My question : Why can't we use Logistic Regression to classify to multiple classes in a much simpler way like if probability is 0 to 0.3 then Class A ; 0.3 to 0.6 then Class B : 0.6 to 0.9 then Class C etc.

Why separate coefficient vector is always needed ?

I'm new to ML . Not sure if this question is due to lack of any fundamental concept understanding .

Answer 1

First up, in terms of terminology, I'd say a more established terminology is multinomial logistic regression.

Softmax function is a natural choice for computing probabilities because it corresponds to MLE. Cross-entropy loss has a probabilistic interpretation as well - that's the "distance" between two distributions (output and target). What you suggest is to discriminate classes in an artificial way - output a binary distribution and somehow compare it to a multi-class distribution. In theory, it is possible and may work, but surely has drawbacks. For example, it is harder to train.

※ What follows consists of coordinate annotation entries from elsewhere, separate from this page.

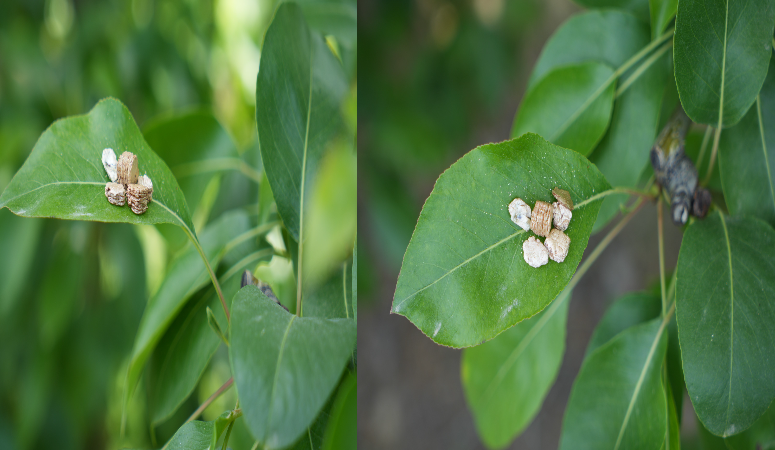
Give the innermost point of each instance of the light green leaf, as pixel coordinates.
(298, 93)
(18, 241)
(721, 52)
(610, 37)
(618, 400)
(639, 8)
(747, 158)
(342, 431)
(626, 312)
(64, 178)
(284, 366)
(662, 12)
(760, 436)
(570, 106)
(725, 309)
(332, 220)
(464, 279)
(186, 275)
(516, 368)
(189, 343)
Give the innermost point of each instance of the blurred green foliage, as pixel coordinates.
(437, 75)
(72, 293)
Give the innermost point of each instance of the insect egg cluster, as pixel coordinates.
(126, 184)
(539, 220)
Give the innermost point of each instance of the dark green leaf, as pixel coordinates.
(186, 275)
(516, 368)
(464, 279)
(64, 177)
(630, 310)
(722, 49)
(618, 400)
(570, 106)
(640, 8)
(284, 366)
(662, 12)
(298, 93)
(624, 150)
(747, 158)
(725, 312)
(609, 37)
(342, 430)
(760, 436)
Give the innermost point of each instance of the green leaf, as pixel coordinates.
(624, 150)
(198, 435)
(342, 430)
(18, 241)
(284, 366)
(610, 37)
(721, 54)
(662, 12)
(747, 158)
(516, 368)
(298, 93)
(186, 275)
(464, 279)
(570, 106)
(639, 8)
(64, 178)
(626, 312)
(618, 400)
(761, 435)
(725, 312)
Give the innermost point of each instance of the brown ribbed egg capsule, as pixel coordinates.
(138, 197)
(127, 169)
(541, 218)
(557, 244)
(115, 194)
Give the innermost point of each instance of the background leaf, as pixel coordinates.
(63, 177)
(464, 279)
(618, 400)
(721, 54)
(725, 311)
(506, 379)
(747, 158)
(284, 366)
(299, 89)
(186, 275)
(571, 106)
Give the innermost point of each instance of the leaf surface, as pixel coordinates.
(186, 275)
(284, 366)
(721, 53)
(725, 308)
(464, 279)
(747, 158)
(516, 368)
(64, 178)
(618, 400)
(298, 93)
(570, 106)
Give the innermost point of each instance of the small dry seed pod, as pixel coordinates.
(127, 169)
(145, 181)
(138, 196)
(115, 194)
(520, 213)
(563, 197)
(541, 218)
(562, 216)
(557, 244)
(110, 164)
(536, 255)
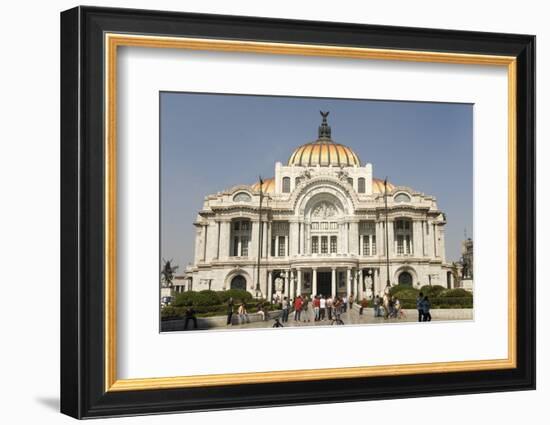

Suppose the output is 0.2 (i.e. class A) and the ground truth is class B. You'd like to tell the network to shift towards a higher value. Next time, the output is 0.7 - the network actually learned and moved in the right direction, but you punish it again. In fact, there are unstable points (0.3 and 0.6 in your example) that the network need time to learn as critical ones. Two values - 0.2999999 and 0.3000001 are almost indistinguishable for the network, but they determine if the result is correct or not.

In general, output as a probability distribution is always better than direct discrimination, because it gives more information.